O olhar do outro vagou pelo ambiente, ao passo que dobrava o lenço e o devolvia ao bolso.
— Rotina de sempre. Tem relatórios para entregar?
— Não, nenhum. Tudo em perfeita ordem.
— Quero que fique de olho em um aluno chamado Thiago Aloizio. Conhece?
Guilherme cruzou os braços e franziu o cenho. Revirava a memória em busca da referência.
— É um dos veteranos, o conheço sim. Qual o motivo, se me permite perguntar?
— Acreditamos que anda espalhando boatos sobre alunos desaparecidos. Sabemos que ele frequenta o famoso La Marseillaise com algumas figuras que estão na nossa mira há algum tempo, como o Símon César.

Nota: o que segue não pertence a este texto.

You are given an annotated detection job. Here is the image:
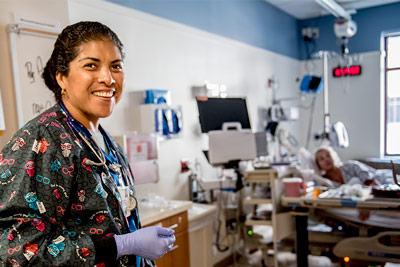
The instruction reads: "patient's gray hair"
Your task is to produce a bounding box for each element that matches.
[314,146,342,173]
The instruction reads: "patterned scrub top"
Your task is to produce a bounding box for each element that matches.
[0,104,153,266]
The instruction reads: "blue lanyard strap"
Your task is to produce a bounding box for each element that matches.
[59,101,122,185]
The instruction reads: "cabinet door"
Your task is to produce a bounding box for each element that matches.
[167,231,190,267]
[156,231,190,267]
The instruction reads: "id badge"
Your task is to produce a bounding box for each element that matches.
[118,186,131,217]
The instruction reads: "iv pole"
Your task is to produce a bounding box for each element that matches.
[322,51,330,139]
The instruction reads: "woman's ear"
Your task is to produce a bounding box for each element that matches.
[56,72,66,89]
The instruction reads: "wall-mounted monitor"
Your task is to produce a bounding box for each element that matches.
[197,98,251,133]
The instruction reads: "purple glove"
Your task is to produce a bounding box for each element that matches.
[114,226,175,260]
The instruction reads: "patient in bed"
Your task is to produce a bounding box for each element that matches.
[315,147,400,229]
[315,147,393,186]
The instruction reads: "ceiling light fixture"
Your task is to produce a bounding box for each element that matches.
[315,0,351,20]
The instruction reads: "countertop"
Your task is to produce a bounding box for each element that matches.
[139,200,193,226]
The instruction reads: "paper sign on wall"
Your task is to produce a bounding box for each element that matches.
[0,90,6,131]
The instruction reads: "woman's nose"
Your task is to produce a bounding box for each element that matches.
[98,68,115,86]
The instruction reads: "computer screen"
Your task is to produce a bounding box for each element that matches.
[197,98,251,133]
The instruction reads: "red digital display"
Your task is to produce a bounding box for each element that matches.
[333,65,361,77]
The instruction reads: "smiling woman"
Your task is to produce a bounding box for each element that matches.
[0,22,175,267]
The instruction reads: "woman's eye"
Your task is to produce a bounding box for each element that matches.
[85,63,96,69]
[111,64,122,71]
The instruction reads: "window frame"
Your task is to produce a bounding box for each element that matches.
[382,32,400,157]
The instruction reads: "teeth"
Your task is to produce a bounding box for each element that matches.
[93,91,114,97]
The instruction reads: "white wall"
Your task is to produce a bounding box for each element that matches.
[69,0,299,199]
[301,51,381,160]
[0,0,69,147]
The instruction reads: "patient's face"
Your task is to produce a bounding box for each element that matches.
[315,149,334,171]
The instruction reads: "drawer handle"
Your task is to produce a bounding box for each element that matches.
[169,245,179,251]
[168,224,178,229]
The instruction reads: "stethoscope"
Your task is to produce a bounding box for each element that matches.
[59,101,137,210]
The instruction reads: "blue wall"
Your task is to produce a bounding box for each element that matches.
[107,0,300,58]
[299,3,400,59]
[107,0,400,59]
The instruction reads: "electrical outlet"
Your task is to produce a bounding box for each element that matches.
[301,27,319,40]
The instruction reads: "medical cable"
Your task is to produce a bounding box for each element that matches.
[306,95,317,149]
[215,181,229,252]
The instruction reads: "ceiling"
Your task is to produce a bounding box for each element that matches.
[265,0,400,19]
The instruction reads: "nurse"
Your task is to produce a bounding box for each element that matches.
[0,21,175,266]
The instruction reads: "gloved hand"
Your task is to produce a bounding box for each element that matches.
[114,226,175,260]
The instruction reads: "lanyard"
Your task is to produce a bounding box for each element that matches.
[59,101,124,187]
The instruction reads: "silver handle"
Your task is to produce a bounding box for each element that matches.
[168,224,178,229]
[169,245,179,251]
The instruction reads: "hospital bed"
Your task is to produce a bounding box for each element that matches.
[281,196,400,266]
[281,151,400,267]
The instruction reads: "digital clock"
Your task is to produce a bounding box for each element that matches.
[333,65,361,77]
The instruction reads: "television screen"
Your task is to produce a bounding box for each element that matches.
[197,98,251,133]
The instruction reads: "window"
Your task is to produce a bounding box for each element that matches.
[385,32,400,155]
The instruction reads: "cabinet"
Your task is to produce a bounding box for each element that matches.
[149,211,190,267]
[243,169,293,266]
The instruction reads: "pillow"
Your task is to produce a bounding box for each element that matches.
[297,147,320,173]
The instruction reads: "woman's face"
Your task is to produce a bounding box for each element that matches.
[316,149,334,171]
[56,40,124,129]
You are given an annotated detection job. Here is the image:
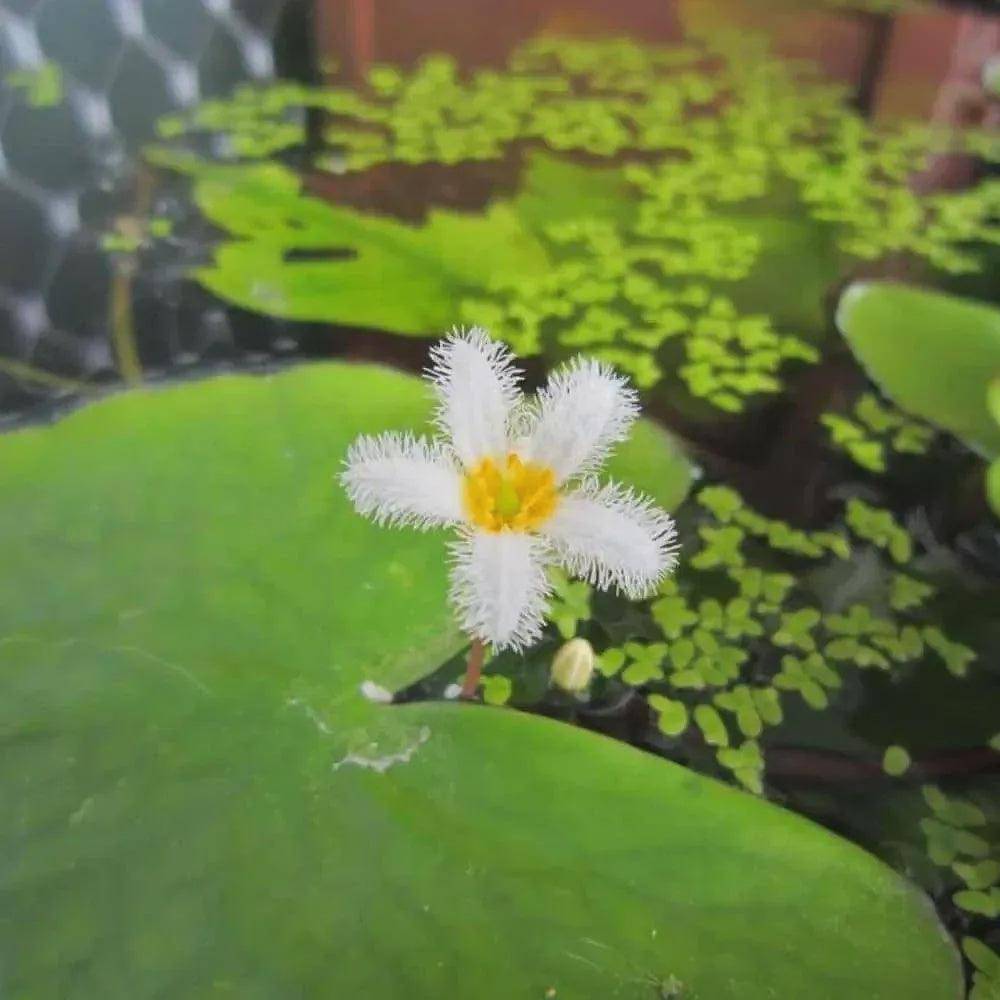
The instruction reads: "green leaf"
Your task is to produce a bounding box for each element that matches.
[986,378,1000,517]
[512,150,638,235]
[951,860,1000,889]
[837,282,1000,457]
[0,365,961,1000]
[172,161,548,336]
[482,674,514,705]
[962,937,1000,981]
[882,746,912,778]
[647,694,688,736]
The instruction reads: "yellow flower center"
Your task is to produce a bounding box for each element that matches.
[462,452,559,531]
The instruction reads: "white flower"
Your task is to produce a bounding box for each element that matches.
[341,328,677,650]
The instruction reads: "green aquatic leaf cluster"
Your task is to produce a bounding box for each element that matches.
[0,364,960,1000]
[820,392,935,473]
[599,486,975,793]
[461,219,819,412]
[828,282,1000,516]
[920,785,1000,1000]
[4,60,64,108]
[154,31,1000,272]
[148,32,1000,418]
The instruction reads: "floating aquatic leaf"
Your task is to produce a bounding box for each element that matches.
[646,694,688,736]
[482,674,514,705]
[882,746,912,778]
[837,283,1000,456]
[951,860,1000,890]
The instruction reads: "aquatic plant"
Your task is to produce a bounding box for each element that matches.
[4,60,63,108]
[599,486,975,793]
[145,32,1000,414]
[837,282,1000,513]
[820,392,934,473]
[920,785,1000,1000]
[341,327,677,697]
[986,378,1000,517]
[0,364,960,1000]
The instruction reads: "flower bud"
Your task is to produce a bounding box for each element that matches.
[552,639,594,694]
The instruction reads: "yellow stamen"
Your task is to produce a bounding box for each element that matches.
[463,452,558,531]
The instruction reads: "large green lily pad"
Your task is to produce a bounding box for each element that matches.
[152,153,548,337]
[837,282,1000,456]
[0,365,961,1000]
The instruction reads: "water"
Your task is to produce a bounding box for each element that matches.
[0,0,1000,996]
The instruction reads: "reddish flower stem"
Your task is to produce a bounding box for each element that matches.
[462,639,486,698]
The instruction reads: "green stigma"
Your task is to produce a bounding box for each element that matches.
[493,479,521,518]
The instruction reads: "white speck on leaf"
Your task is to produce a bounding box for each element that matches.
[361,681,392,705]
[333,726,431,774]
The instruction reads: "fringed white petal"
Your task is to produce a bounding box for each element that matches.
[427,327,521,466]
[451,531,551,650]
[340,433,464,530]
[540,483,679,600]
[527,358,639,483]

O Marseillaise era um bordel que ficava nas imediações da cidade. Todos sabem que lá é ponto de encontro para agitadores republicanos, socialistas, anarquistas e traficantes de forma geral. O Império permite o funcionamento do lugar como isca, para mapear as possíveis ameaças ou movimentos.
— Ficarei de olho nele, claro.
— Os dois olhos. Bom, então vou deixá-lo à vontade. — Se levantou, acompanhado pelo professor que o levou até a saída.
— Até mais, comissário — disse-lhe, apertando a mão.
— Ah, quase esqueci. — Estacou o passo — Essa manhã recebemos o aviso. Já estamos cientes de que você faltará na segunda para resolver assuntos oficiais.
Guilherme o encarou, o cenho se contorceu na medida de sua confusão. Olhou o calendário na parede, estreitando os olhos para encontrar a data marcada. Sua pergunta flutuou no ar com uma nota aguda:
— Faltarei?
— Não está sabendo? Ora, deve ter chegado alguma correspondência para você. Depois passa no setor administrativo e verifica isso. De qualquer forma, eu não sei do que se trata. Até mais, meu rapaz, e boa sorte.
A imagem do envelope invadiu sua mente. Sozinho outra vez, trancou a porta e o resgatou debaixo dos papéis. Seus olhos pousaram nele por um momento, antes de romper a insígnia com as mãos suadas. O coração ameaçou romper a caixa toráxica e fugir porta afora. Então, segurou a respiração e puxou a carta do interior com o mesmo cuidado que teria ao tocar um objeto de feitiço.
Leu em silêncio. O texto foi escrito pelo punho de um oficial do exército de Sua Majestade e não por uma máquina de datilografar, o que deu ao objeto um ar fulcral. Enxugou o suor da testa e pôs-se a ler mais uma vez. Era um convite. Um convite indesejado.
Uma tempestade invadiu a sala. Ainda agarrado ao papel, mirou o horizonte através da janela e observou o Sol sumir por trás do Morro da Urca.